MAAD-脸面:脸部图像大量附加说明的属性数据集 (MAAD-Face: A Massively Annotated Attribute Dataset for Face Images)

Soft-biometrics play an important role in face biometrics and related fields since these might lead to biased performances, threatens the user's privacy, or are valuable for commercial aspects. Current face databases are specifically constructed for the development of face recognition applications. Consequently, these databases contain large amount of face images but lack in the number of attribute annotations and the overall annotation correctness. In this work, we propose MAADFace, a new face annotations database that is characterized by the large number of its high-quality attribute annotations. MAADFace is build on the VGGFace2 database and thus, consists of 3.3M faces of over 9k individuals. Using a novel annotation transfer-pipeline that allows an accurate label-transfer from multiple source-datasets to a target-dataset, MAAD-Face consists of 123.9M attribute annotations of 47 different binary attributes.
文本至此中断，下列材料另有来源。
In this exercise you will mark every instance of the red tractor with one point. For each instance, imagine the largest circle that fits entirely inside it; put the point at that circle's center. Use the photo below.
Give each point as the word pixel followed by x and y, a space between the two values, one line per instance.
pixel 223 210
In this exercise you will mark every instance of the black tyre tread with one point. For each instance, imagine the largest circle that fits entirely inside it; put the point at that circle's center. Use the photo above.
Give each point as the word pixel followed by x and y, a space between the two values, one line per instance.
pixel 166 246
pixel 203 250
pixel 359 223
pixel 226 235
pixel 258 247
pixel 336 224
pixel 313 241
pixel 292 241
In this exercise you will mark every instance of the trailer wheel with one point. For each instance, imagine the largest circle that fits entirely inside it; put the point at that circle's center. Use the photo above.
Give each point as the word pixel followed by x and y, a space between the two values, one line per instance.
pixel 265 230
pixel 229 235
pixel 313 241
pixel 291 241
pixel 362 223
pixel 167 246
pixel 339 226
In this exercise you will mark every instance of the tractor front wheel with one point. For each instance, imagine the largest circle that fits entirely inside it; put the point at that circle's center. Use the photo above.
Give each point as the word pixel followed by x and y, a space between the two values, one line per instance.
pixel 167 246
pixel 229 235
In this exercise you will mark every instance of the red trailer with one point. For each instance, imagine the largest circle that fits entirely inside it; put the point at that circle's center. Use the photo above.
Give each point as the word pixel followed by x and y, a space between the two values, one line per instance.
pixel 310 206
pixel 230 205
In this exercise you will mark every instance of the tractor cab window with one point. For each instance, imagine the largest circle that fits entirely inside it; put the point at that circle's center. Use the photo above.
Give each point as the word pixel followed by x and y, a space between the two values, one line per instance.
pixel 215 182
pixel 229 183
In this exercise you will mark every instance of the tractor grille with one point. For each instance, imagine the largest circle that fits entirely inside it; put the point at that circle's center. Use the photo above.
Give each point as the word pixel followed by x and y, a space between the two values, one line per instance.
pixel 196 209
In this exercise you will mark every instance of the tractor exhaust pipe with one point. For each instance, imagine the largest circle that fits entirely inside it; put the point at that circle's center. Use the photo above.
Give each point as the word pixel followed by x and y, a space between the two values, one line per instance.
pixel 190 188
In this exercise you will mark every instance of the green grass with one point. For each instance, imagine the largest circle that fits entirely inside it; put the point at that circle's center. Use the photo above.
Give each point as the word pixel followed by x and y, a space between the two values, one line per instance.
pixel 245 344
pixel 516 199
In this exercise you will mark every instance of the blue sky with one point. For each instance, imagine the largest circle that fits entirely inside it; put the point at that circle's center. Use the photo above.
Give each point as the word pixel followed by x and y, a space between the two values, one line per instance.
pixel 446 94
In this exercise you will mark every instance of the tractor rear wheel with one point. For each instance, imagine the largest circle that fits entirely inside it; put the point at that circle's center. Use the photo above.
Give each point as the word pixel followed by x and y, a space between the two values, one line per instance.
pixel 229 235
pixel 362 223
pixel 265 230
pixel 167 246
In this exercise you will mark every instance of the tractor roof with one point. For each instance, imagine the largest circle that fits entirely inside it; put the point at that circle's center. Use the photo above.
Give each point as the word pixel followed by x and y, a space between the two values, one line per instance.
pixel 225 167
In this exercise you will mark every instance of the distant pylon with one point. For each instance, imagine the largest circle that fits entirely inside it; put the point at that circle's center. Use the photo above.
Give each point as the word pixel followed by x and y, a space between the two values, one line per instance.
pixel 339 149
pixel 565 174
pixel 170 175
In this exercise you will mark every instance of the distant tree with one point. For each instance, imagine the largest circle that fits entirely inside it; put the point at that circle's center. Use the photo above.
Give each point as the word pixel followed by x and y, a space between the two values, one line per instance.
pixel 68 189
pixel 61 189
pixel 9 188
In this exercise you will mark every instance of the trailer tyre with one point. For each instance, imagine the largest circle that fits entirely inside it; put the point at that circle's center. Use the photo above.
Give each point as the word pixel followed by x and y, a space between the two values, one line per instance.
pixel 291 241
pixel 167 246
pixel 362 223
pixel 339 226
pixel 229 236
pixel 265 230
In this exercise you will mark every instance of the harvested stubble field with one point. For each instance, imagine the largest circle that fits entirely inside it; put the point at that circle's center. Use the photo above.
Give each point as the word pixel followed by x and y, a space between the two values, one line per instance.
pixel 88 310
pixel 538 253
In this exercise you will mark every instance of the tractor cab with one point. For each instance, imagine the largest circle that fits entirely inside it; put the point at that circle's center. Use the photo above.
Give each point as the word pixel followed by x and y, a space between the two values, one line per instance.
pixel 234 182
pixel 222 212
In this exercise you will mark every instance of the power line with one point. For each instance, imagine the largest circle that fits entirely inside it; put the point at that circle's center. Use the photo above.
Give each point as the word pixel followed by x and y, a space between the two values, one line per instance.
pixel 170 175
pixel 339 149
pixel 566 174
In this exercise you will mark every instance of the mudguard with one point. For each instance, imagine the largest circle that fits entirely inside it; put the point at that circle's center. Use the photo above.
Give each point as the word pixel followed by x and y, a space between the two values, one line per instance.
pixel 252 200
Consequently, it provides 15 and 137 times more attribute labels than CelebA and LFW. Our investigation on the annotation quality by three human evaluators demonstrated the superiority of the MAAD-Face annotations over existing databases. Additionally, we make use of the large amount of high-quality annotations from MAAD-Face to study the viability of soft-biometrics for recognition, providing insights about which attributes support genuine and imposter decisions. The MAAD-Face annotations dataset is publicly available.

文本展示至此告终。